Malik? He hadn’t been able to see any of the ghosts he and Zack had bumped into under the school. Zack figured it was because Malik was too smart: His rational brain overrode any irrational woo-woo junk trying to creep in.
Azalea? She’d been out to lunch mentally when all the ghosts started popping up. The jury was still out on her, too.
And Zipper? Zip saw everything Zack saw, maybe more. Every once in a while, the dog would sit in the middle of a room, staring at a blank wall, and Zack knew his dog had spotted some sort of spirit lurking behind the plasterboard.
“Come on, you guys,” said Judy when the car was parked. “Let’s go pick some pumpkins. Ones with good shapes for scary faces!”

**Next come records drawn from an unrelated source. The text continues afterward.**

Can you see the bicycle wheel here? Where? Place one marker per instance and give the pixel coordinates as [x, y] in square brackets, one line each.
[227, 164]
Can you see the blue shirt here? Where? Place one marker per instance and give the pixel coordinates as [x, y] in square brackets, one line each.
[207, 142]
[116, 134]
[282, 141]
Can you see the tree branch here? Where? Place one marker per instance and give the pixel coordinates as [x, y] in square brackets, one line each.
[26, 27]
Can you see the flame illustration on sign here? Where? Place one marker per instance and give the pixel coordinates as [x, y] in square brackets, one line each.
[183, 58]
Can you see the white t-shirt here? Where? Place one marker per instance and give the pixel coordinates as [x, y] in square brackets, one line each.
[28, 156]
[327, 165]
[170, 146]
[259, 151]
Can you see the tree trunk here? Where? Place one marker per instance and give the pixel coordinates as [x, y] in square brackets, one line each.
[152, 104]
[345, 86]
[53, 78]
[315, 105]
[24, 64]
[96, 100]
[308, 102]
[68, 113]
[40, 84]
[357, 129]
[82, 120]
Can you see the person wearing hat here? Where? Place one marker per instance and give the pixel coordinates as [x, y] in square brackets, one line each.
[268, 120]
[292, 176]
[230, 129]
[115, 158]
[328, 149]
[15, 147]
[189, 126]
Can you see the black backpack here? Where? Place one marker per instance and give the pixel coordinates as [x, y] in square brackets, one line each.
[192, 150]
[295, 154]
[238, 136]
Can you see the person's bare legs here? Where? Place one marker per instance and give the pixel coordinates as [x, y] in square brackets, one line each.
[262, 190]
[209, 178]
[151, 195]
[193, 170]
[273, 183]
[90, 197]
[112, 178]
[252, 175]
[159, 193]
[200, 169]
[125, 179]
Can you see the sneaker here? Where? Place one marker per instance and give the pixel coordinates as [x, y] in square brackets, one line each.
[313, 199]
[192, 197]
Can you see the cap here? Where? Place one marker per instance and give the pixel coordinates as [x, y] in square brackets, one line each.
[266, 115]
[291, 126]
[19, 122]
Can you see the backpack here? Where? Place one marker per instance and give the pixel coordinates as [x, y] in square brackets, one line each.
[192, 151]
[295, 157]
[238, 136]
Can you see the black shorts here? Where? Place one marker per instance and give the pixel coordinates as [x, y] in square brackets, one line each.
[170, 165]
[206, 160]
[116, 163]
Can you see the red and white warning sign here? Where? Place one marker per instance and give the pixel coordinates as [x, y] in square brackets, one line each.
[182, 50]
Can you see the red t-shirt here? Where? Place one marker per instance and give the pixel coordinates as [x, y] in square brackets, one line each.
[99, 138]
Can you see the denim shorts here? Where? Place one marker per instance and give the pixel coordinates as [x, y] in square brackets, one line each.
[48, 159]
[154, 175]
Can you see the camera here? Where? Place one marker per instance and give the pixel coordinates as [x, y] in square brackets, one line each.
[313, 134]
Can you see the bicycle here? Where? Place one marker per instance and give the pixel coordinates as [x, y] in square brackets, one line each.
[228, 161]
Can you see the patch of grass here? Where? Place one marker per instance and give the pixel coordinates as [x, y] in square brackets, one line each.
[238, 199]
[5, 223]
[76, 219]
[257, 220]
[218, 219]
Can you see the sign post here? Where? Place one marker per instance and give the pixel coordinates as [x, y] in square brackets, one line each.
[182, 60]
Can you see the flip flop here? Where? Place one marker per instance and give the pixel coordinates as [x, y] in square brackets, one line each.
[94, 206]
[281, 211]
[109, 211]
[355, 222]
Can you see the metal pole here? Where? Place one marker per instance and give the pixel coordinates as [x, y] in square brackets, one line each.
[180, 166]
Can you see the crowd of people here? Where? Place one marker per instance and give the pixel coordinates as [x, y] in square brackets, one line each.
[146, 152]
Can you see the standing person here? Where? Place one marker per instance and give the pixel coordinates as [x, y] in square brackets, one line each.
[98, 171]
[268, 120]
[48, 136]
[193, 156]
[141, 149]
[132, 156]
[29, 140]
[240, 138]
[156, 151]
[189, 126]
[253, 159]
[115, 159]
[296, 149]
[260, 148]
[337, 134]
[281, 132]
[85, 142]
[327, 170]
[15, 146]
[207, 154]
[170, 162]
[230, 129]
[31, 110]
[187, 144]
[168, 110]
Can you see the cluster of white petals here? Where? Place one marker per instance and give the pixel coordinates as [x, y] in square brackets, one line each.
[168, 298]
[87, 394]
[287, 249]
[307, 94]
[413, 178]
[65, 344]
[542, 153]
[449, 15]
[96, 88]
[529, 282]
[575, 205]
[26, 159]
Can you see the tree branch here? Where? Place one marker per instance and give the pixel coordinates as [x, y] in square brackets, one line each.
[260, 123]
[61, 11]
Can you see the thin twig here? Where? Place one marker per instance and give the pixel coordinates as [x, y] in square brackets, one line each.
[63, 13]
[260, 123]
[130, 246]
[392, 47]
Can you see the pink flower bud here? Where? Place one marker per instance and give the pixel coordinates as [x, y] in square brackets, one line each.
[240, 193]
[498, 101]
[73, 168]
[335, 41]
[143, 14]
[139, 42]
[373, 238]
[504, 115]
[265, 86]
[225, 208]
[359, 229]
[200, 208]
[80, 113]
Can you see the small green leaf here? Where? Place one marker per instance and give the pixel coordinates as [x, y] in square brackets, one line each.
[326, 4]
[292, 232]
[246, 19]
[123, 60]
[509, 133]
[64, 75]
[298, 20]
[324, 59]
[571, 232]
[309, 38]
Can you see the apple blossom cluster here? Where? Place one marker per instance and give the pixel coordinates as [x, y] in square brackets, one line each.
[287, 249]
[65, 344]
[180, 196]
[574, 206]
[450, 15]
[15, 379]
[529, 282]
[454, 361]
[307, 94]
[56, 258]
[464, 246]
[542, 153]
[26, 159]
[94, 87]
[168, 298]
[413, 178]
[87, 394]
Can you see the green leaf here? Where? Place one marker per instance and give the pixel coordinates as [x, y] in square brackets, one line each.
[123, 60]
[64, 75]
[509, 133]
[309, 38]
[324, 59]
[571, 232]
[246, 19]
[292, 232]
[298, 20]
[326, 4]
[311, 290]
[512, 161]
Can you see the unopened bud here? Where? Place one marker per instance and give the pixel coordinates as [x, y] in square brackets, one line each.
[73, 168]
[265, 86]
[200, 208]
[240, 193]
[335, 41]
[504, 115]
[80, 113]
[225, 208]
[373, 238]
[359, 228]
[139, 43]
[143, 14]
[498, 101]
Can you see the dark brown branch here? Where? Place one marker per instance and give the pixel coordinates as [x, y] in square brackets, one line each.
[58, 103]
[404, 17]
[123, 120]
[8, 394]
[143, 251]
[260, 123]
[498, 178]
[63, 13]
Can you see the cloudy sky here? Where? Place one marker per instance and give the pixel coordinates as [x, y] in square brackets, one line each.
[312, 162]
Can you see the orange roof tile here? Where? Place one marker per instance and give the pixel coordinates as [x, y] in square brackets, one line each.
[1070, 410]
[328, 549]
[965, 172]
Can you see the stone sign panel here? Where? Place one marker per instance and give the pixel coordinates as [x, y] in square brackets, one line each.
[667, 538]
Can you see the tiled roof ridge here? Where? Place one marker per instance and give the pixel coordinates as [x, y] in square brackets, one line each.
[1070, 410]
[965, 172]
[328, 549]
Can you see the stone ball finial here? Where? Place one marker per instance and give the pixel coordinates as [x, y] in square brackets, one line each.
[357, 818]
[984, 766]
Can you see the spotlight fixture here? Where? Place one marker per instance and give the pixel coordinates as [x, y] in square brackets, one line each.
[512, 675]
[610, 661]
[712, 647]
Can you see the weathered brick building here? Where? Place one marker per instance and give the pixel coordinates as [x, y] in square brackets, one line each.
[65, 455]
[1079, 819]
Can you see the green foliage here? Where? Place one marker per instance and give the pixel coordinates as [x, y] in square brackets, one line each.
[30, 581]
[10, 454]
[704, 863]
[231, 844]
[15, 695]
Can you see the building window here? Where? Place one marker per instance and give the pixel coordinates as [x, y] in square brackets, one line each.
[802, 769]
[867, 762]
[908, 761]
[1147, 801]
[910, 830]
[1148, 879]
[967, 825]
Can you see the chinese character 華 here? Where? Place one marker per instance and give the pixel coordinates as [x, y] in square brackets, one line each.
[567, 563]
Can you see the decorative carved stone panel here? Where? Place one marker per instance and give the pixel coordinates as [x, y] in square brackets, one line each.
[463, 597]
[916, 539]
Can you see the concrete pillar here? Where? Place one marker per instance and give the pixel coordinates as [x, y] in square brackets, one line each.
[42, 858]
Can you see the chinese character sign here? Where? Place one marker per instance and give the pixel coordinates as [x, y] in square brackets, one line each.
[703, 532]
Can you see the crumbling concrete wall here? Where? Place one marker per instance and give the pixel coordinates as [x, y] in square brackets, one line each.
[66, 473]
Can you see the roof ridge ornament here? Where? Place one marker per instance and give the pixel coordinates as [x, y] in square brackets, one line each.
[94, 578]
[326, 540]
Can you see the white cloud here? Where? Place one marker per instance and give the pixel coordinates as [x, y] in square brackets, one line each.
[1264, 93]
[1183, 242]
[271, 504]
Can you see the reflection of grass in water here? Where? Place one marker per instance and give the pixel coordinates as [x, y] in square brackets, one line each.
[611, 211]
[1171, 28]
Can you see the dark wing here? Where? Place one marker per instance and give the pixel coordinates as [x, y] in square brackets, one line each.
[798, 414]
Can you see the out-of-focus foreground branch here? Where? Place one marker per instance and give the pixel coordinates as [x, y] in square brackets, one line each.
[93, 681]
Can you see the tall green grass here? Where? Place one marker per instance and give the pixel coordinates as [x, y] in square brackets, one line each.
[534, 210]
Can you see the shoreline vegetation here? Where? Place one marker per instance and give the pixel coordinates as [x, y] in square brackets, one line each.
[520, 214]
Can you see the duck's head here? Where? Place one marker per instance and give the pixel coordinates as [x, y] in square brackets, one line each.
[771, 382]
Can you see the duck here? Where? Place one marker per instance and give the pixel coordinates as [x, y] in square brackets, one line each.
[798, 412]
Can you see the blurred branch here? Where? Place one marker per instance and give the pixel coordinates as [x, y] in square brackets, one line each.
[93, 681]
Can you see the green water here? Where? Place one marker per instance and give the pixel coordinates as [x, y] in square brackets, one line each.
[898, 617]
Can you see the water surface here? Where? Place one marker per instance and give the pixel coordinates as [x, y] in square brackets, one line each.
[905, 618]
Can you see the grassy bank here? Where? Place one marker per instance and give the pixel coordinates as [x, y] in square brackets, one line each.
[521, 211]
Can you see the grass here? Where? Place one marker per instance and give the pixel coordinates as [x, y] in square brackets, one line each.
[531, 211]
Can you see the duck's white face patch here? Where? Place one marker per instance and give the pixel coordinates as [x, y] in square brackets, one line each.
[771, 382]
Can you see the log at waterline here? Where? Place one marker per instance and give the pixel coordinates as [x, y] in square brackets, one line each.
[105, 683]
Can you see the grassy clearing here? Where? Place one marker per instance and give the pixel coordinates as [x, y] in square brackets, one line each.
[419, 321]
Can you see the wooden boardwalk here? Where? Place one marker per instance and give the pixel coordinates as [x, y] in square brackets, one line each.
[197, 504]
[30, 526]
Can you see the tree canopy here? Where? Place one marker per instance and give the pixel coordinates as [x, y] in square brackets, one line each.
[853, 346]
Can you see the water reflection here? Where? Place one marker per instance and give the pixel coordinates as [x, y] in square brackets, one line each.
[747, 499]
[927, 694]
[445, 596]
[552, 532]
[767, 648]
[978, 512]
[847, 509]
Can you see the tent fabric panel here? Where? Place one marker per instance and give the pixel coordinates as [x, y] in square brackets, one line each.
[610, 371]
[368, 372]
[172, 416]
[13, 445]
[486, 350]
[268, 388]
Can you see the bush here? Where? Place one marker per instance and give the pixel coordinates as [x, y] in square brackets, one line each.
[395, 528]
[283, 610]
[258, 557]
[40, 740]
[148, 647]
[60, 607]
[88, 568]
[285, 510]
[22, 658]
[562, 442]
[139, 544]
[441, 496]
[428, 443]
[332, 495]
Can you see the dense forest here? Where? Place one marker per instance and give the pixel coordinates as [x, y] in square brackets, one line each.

Zipper barked in agreement.
It was his “hurry up and let me out” bark. It’d been a long car ride, so he wanted to find a pumpkin, too.
One shaped like a fire hydrant.
“So, have
you heard from your dad?” Judy asked Azalea as they picked their way through the patch looking for their perfect pumpkin.
“Yeah,” said Azalea, whose father was in the army. “His deployment is almost up. He’ll be stateside in time for Christmas.”
“That’s great,” said Zack, who was pulling a little red wagon loaded with the two tumbling pumpkins he and Malik had already chosen because they were exactly what they were looking for: tall and oblong, perfect for carving a Frankenstein face or, in Malik’s case, the silhouette of a headless horseman galloping on his thundering steed while holding his head high above his shoulders.
Malik liked to carve.
Zipper was also riding in the wagon, his front paws perched on top of one of the pumpkins so he could stand up and ride his chariot like he was a pharaoh hound.
“Mrs. Jennings?” said Malik.
“Yes?”
“Zack and I have already selected our jack-o’-lanterns.”
“Oh. Do you guys want to go grab some cider or something?”
“No, thank you,” said Malik. “I’m more interested in attacking that corn maze.”
“Really?” said Zack. “Didn’t you get enough maze running a couple weeks ago?”
“You know me,” said Malik. “I love a puzzle and a fresh challenge.”
True. When Zack first met Malik, he was working two Sudokus at once.
“Would you like to join us in the maze, Azalea?” Malik asked.
“Nah. I still need to find my pumpkin or one of those mangel-wurzels.”